2004 Mountain West Conference baseball tournament
- Teams: 6
- Format: Double-elimination
- Finals site: Earl Wilson Stadium; Paradise, NV;
- Champions: UNLV (2nd title)
- MVP: Matt Luca (UNLV)

= 2004 Mountain West Conference baseball tournament =

The 2004 Mountain West Conference baseball tournament took place from May 26 through 29. All six of the league's teams met in the double-elimination tournament held at University of Nevada, Las Vegas's Earl Wilson Stadium. Third seeded UNLV won their second straight and second overall Mountain West Conference Baseball Championship with a championship game score of 6–3 and earned the conference's automatic bid to the 2004 NCAA Division I baseball tournament.

== Seeding ==
The teams were seeded based on regular season conference winning percentage only. New Mexico claimed the second seed by winning the season series against UNLV.

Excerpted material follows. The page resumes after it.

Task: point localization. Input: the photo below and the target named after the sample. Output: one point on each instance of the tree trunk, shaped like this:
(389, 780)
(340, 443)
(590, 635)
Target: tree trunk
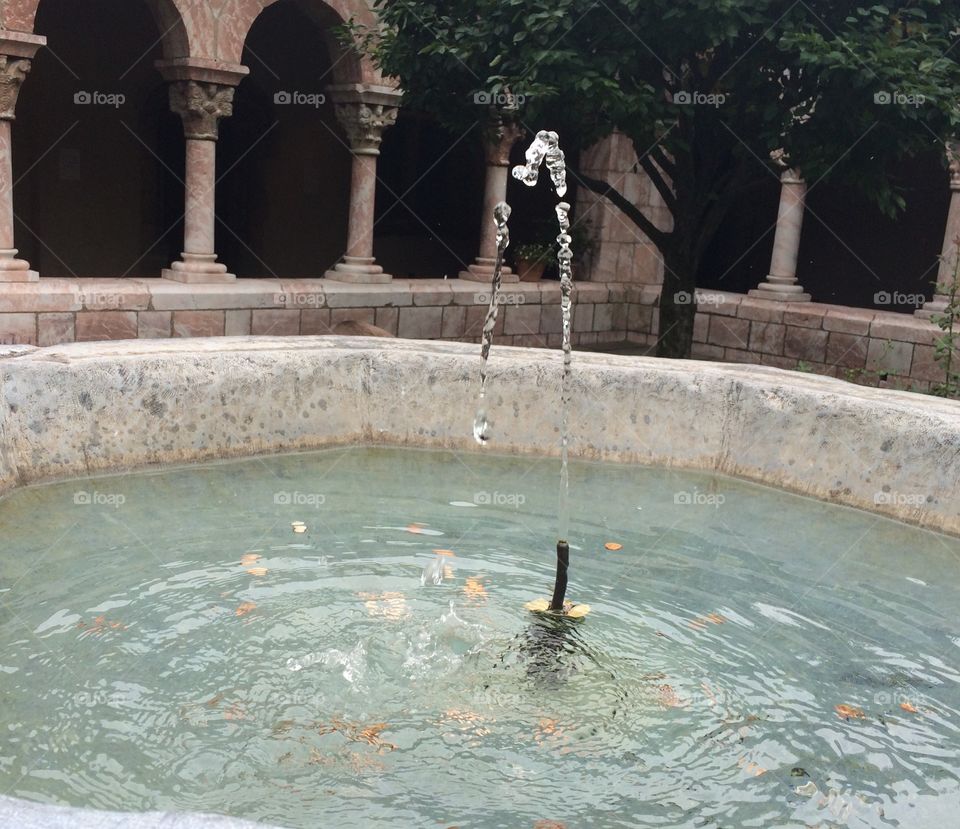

| Team | W | L | Pct. | GB | Seed |
|---|---|---|---|---|---|
| San Diego State | 19 | 9 | .679 | – | 1 |
| New Mexico | 20 | 10 | .667 | – | 2 |
| UNLV | 20 | 10 | .667 | – | 3 |
| BYU | 18 | 12 | .600 | 2 | 4 |
| Utah | 11 | 19 | .367 | 9 | 5 |
| Air Force | 0 | 28 | .000 | 19 | 6 |

== All-Tournament Team ==
The following players were named to the All-Tournament team.

| Name | Class | Team |
|---|---|---|
| Clayton Couch | So. | Air Force |
| Josh Mader | Jr. | New Mexico |
| Rielly Embrey | Sr. | San Diego State |
| Scott Shoemaker | Sr. | San Diego State |
| Brick Ungricht | Fr. | San Diego State |
| Andrew D’Angelo | Sr. | UNLV |
| Eric Nielsen | Jr. | UNLV |
| Zeke Parraz | Jr. | UNLV |
| Ryan Ruiz | Sr. | UNLV |
| David Seccombe | Sr. | UNLV |

=== Most Valuable Player ===
Matt Luca, a sophomore pitcher for the champion UNLV Rebels, was named the tournament Most Valuable Player.